Again, it's really easy and there are only two things I wanted to point out quickly for you:

1. You can set the date for delivery if you want. On the wishlist itself, others can see a book has been bought even if it's not delivered, but if the user has their Surprise Spoiler turned one (and defaults to On) then they won't know. Leave your name as the sender or not as you choose. 
2. The purchase will default to your usual 1-click default credit card but it will use any gift card balance you may have first.

See? Easy Peasy.

Now, I haven't tried using this to buy a book for a person who isn't a US Resident but I assume it works. I also haven't used this to buy ebooks on the UK site either so I don't know how that goes. We'll have to all learn together in these instances .....


----------



## Geoffrey (Jun 20, 2009)

*Participant List*

*Member**Wish List*AndraAndra's Book ListAtunahAtunah's Book ListBrownskinsBrownskins' Book ListcagnesCagnes' Book ListcyndistCindy's Book ListElizabeth_BElizabeth's Book ListGeoffrey Geoffrey's Book Listhamerfan Hamerfan's Book List KindlegirlKarla's Book ListMariaESchneider Maria's Book ListMichelleB675Michelle's Book ListMsScarlett Tracey's Book List niahflameAnastacia's Book ListNogDogCharles' Book Liststillmyheart Stillmyheart's Book ListTammyC Tammy's Book List telracs telracs' Book ListTimothyEllis Timothy's Book ListTriciaJ82Tricia's Book ListTuttleTuttle's Book List


----------



## Elizabeth_B (Sep 7, 2016)

I've just joined..is it still okay for me to participate? This seems like a wonderful way to celebrate the season with new kindle friends 

Kindle Board Secret Santa

Not certain I worked the linking correctly :/


----------



## TammyC (Nov 17, 2009)

I always love this and want to stay in on the fun 

Here's mine https://amzn.com/w/IGI0KCSC0EKX


----------



## Geoffrey (Jun 20, 2009)

Tammy and Elizabeth, gotcha both on the list now ....


----------



## cagnes (Oct 13, 2009)

I'd love to join in! I was in the 1st go round and it was lots of fun! 

Cagnes' Book List


----------



## Brownskins (Nov 18, 2011)

Since it is fourth quarter already, I am ready to join again!  I can't wait to buy from y'alls lists!  I will update my list this week and send a link.  (I am borrowing ideas from your existing linked lists...)


----------



## telracs (Jul 12, 2009)

Brownskins said:


> Since it is fourth quarter already, I am ready to join again!
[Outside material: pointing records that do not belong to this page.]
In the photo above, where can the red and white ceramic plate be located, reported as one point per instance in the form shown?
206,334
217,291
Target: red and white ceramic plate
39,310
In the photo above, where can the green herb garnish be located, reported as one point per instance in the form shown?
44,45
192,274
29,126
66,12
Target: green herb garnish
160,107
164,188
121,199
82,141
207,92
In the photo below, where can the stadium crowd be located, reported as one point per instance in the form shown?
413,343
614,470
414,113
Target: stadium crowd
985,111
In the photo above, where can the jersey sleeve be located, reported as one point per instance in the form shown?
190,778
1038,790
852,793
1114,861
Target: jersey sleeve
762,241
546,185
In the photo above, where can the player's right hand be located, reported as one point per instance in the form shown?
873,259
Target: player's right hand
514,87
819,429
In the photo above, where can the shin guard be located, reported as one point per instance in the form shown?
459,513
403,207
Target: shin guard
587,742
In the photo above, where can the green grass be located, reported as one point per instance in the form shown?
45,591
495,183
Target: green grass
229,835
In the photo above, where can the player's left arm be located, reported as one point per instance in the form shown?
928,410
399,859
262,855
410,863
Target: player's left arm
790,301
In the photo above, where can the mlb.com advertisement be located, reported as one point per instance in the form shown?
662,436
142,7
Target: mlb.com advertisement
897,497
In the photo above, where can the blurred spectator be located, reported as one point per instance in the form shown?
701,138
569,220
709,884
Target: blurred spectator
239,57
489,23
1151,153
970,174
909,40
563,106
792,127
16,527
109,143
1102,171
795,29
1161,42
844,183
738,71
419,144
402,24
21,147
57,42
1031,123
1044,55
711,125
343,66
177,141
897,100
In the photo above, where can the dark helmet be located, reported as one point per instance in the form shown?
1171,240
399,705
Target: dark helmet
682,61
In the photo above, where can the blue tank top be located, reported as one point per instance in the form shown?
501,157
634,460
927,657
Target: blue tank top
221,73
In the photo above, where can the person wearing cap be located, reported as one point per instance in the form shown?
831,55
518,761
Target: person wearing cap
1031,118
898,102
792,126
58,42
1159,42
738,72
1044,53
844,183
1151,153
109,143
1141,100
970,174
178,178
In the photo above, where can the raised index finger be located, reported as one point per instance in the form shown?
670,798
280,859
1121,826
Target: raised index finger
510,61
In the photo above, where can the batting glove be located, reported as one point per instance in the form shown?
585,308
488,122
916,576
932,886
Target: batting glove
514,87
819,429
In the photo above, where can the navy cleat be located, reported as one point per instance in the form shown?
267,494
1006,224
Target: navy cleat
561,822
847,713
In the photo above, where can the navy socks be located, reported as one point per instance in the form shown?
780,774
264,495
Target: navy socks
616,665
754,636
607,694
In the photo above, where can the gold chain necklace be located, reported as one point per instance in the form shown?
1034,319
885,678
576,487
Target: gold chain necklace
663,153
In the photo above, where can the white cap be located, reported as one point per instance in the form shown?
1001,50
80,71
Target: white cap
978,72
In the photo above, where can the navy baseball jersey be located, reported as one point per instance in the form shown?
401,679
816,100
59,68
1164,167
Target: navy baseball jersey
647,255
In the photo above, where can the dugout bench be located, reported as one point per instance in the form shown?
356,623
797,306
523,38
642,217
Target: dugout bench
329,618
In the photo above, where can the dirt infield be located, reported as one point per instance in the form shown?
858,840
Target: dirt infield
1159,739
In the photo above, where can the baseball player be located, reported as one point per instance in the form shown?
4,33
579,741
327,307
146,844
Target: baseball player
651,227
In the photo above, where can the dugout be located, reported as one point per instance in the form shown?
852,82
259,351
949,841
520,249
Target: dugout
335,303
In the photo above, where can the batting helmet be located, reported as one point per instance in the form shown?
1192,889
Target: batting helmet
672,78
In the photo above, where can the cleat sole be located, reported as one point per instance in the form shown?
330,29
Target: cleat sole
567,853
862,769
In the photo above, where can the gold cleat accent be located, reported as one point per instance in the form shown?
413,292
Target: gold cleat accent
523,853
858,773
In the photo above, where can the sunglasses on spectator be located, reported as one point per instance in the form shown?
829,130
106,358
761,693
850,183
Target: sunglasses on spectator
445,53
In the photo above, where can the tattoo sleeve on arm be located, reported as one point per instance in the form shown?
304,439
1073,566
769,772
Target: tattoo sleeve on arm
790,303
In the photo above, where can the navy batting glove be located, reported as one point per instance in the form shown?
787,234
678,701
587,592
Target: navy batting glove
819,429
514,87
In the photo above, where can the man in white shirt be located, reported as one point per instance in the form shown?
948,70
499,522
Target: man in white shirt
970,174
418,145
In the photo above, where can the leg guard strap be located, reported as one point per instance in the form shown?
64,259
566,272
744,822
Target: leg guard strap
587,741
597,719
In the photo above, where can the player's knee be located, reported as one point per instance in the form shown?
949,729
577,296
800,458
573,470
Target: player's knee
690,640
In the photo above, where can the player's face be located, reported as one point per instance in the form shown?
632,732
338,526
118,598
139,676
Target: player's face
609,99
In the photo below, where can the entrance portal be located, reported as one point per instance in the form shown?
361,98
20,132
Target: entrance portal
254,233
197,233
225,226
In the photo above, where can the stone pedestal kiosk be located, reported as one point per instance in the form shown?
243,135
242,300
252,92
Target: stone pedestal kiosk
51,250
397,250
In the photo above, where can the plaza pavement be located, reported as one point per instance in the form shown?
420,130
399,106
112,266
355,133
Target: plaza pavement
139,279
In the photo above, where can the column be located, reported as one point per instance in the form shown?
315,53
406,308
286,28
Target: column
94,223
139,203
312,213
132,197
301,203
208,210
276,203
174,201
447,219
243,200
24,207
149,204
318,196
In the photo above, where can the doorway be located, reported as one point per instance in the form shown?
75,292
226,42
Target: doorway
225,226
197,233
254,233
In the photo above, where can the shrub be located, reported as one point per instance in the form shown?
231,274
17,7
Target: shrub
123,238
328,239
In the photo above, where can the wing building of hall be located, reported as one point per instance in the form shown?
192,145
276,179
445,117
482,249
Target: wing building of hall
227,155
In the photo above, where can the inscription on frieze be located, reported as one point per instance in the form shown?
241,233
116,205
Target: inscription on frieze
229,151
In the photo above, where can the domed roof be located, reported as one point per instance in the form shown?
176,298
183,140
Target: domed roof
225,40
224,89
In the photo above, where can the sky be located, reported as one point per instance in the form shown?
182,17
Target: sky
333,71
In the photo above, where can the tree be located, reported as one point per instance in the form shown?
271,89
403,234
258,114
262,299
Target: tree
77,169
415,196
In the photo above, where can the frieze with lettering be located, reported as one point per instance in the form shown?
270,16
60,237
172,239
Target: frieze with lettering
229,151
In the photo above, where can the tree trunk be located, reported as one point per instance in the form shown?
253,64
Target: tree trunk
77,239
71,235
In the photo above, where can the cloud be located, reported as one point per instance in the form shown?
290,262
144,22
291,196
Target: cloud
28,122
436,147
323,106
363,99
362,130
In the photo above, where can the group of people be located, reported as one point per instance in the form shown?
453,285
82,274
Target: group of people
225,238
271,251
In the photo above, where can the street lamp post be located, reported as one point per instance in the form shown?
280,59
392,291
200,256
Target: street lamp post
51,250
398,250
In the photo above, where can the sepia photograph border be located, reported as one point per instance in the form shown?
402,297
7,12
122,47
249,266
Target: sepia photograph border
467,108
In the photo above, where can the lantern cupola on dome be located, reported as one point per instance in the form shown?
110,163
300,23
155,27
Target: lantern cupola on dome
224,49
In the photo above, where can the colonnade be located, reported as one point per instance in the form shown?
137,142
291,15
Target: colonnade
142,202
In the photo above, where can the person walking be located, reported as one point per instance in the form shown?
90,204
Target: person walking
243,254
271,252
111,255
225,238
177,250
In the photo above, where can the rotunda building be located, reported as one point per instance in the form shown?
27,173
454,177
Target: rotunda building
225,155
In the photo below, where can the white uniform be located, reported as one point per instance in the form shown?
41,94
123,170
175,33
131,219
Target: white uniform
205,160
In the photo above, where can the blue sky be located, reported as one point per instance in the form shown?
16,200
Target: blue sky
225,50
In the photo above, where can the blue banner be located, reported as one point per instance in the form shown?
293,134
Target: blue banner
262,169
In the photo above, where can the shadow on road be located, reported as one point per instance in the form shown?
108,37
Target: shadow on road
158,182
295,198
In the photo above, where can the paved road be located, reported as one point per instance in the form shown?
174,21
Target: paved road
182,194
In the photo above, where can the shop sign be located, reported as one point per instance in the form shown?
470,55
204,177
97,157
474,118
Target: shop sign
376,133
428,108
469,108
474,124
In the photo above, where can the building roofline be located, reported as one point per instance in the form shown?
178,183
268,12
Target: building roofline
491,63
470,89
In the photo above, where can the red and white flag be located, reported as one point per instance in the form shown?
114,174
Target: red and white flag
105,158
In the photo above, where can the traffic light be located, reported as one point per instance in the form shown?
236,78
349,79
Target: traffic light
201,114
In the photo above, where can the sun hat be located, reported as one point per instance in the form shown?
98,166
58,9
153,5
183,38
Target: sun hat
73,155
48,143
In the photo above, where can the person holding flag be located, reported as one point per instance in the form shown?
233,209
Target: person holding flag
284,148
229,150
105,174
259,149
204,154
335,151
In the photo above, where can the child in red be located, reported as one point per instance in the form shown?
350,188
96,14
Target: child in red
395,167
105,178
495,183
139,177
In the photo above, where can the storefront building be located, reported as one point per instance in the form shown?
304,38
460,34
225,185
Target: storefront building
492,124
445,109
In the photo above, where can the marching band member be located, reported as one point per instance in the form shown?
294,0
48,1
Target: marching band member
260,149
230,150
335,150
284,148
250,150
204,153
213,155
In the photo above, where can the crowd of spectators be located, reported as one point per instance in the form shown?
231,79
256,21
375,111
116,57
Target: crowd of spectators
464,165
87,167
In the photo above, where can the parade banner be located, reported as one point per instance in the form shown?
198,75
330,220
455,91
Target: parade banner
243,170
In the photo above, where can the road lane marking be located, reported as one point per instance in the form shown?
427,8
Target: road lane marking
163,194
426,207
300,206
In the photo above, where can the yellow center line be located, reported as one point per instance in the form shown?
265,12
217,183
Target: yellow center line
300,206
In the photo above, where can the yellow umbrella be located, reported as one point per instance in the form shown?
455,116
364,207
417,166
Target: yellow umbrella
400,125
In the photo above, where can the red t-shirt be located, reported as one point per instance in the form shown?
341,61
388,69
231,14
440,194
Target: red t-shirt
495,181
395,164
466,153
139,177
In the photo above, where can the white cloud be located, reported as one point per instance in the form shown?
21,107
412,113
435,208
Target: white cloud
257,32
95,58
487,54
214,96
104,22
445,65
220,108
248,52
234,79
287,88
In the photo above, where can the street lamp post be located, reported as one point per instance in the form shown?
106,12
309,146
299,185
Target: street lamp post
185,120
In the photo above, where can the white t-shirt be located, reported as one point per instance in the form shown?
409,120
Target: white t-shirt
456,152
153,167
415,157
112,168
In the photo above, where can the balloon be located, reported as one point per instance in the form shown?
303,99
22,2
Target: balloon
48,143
I can't wait to buy from y'alls lists! I will update my list this week and send a link. (I am borrowing ideas from your existing linked lists...)


welcome back!


----------



## Brownskins (Nov 18, 2011)

Hi everyone - back from hiatus! I have my list updated. A lot of it are spiritual books... seems like that is what I am wanting to read recently. I respect all beliefs though, so please don't take this to mean I think within the box.

Brownskins' Book List

Looking forward to Halloween, Thanksgiving, my birthday, and Christmas, and New Year... giving, gathering ideas, reading... giving...


----------



## stillmyheart (Aug 29, 2016)

Oh, this is a fun idea! I've made a new list here https://amzn.com/w/2ECBQK5E768FW


----------



## KindleGirl (Nov 11, 2008)

Oops, I'm a little late to the party, but I'd like to join again! Geoffrey, can you just use my link from the previous round?  Thanks!


----------



## Geoffrey (Jun 20, 2009)

KindleGirl said:


> Oops, I'm a little late to the party, but I'd like to join again! Geoffrey, can you just use my link from the previous round? Thanks!


You're on the list now, Karla.


----------



## MsScarlett (Jan 12, 2010)

Yay! It was fun doing this before! Can I join again?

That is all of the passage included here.